Dollar remains firmly supported by the hawkish comments from Bernanke yesterday that fueled more speculation that Fed could remove some of the policy easing this year. Interest rates futures are now pricing close to 60% chance that Fed will high by 25bps by December. The upcoming growth data will be crucial to solidify such expectation and provide further support to the greenback. In near term, today's ISM non-manufacturing index and ADP employment report will be closely watched. While the ISM services index is expected to drop slightly in May, it's expected to remain in expansion territory at 51. ADP employment report is expected to show -30k contraction in May. Q1 labor costs and productivity will be released too.

Sterling dips further today on the back of the worst reading of nationwide consumer confidence at 69 released overnight. Focus is now on Service PMI which is expected to be unchanged at 50.4 in May.
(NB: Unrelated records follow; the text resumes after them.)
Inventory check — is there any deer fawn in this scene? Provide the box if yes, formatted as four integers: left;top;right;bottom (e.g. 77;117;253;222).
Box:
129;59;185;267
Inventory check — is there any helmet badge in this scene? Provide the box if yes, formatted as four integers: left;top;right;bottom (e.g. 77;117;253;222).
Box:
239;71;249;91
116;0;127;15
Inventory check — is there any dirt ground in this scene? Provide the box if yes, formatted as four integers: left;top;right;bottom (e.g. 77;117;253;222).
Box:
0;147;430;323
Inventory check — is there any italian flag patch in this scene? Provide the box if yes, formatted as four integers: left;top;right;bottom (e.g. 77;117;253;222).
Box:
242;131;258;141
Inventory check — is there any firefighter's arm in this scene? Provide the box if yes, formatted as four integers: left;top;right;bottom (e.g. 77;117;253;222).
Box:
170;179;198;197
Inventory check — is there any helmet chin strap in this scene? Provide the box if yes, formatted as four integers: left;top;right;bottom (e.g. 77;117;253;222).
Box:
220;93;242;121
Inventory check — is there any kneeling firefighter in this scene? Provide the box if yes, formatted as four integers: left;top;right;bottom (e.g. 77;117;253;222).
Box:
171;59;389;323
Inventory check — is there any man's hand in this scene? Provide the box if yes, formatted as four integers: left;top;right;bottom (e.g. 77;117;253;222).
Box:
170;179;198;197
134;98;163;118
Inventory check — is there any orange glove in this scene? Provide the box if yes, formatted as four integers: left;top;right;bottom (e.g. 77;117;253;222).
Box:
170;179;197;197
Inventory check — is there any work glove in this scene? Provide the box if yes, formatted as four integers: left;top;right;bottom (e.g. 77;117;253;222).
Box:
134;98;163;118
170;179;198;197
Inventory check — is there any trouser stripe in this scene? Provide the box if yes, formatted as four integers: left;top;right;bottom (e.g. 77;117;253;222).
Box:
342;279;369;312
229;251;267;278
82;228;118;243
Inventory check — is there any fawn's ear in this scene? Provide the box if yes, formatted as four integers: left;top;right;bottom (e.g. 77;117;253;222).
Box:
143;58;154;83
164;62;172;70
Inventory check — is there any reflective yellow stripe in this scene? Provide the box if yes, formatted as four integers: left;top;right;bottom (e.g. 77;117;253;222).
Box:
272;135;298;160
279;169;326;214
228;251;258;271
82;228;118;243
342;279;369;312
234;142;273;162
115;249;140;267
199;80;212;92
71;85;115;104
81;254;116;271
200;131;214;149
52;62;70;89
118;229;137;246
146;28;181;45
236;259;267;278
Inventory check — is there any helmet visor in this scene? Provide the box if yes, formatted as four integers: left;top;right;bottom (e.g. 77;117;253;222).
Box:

The Japanese yen is mildly higher on risk aversion as well as being supported by better than expected Q1 capex which dropped -4.9% comparing to expectation of -9.6%. Other data to be released include Eurozone PMI services and retail sales.

Aussie is lifted mildly after better than expected Q1 GDP which grew 0.7% qoq, 3.6%. However, the Canadian dollar continues it's recent fall, on the back of deeper retreat in oil price to below $125 a barrel.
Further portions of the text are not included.